Da lì abbiamo iniziato ad andare sul Fiume tutti i sabati, nel periodo estivo, allungando il percorso, partendo da Zoppola, dagli allevamenti di trote che stanno a fianco della Pontebbana e scendendo fino a Fiumesino o fino a Tiezzo, trasbordando la canoa a spalle a Fiume Veneto ed a Fiumesino, recuperando esche per Gegè (credo che di piombi da temolera ne abbia ancora, solo che oggi non ci sono più i temoli), perfezionando la guida della canoa e... cominciando a vedere quanto ci mettevamo. In principio una necessità, per calcolare dove andare, poi un sottile spirito agonistico. La nostra era diventata ricerca del tempo.

Sarà stato l'ottantacinque, il Bob non si era ancora morosato con l'Antonella, da due sabati ci toccava di trasbordare anche a Pescincanna, troppa acqua, non si passava sotto al ponte, partiamo da Zoppola, il primo tratto lo facciamo bene, arriviamo a Pescincanna e ci pare che si passi, ci sdraiamo e passiamo sotto al ponte, via. Cominciamo a pensare alle due ore e trenta che era il nostro “primato” e dai che proviamo a farlo in meno. Curva dopo curva scivoliamo verso Fiume, ci arriviamo, trasbordiamo sotto alle “bove”, saliamo e via di nuovo, arriviamo ai passaggi stretti prima dell'autostrada, li passiamo prudenti ma decisi, giù, in certe curve andiamo quasi in testacoda per la foga, fino a vedere le “bove” di Fiumesino, due ore e ventiquattro minuti.

Non abbiamo mai fatto meglio di così.
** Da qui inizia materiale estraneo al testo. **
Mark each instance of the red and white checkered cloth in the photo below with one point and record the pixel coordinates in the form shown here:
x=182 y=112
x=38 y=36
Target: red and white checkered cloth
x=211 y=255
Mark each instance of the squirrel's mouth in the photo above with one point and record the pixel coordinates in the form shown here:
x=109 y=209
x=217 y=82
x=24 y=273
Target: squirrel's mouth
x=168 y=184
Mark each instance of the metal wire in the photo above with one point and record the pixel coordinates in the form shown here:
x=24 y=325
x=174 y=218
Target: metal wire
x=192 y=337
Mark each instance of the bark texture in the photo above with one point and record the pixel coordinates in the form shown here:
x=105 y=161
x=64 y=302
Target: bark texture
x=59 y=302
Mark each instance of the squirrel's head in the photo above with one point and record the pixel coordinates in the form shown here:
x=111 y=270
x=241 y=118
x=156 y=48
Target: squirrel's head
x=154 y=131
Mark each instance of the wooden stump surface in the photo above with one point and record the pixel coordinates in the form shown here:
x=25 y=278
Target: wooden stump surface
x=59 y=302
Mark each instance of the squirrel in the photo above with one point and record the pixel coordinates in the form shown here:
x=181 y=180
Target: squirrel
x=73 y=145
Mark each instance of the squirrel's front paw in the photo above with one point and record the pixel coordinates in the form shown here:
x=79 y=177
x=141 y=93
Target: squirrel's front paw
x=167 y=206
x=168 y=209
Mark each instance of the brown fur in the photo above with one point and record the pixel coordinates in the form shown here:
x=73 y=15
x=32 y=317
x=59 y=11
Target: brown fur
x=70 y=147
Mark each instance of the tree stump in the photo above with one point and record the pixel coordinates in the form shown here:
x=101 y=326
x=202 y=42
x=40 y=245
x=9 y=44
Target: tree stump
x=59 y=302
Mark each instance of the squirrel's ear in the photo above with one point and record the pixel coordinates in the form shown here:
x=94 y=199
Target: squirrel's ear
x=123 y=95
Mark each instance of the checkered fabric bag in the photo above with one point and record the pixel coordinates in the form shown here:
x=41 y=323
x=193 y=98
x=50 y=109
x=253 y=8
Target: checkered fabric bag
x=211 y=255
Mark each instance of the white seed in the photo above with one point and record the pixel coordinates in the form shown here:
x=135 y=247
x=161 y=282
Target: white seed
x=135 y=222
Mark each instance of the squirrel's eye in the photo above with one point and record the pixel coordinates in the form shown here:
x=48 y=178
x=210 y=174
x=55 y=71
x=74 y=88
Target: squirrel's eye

Il Bob si sposa con l'Antonella, cambiano le priorità, la canoa rimane più spesso nel fienile, ma il volo del rigogolo, il temolo pescato con le mani, la polvere dei platani che ti fa tossire, il tarabusino che si mimetizza talmente bene da sembrare una foglia di mais secca mentre ti segue con l'occhio e l'odore dell'acqua sono impressi nel cervello. E pian piano si fa strada la coscienza che quel francobollo di territorio che percorrevamo così spesso avevamo imparato a conoscerlo metro per metro. Ed era ormai parte di noi.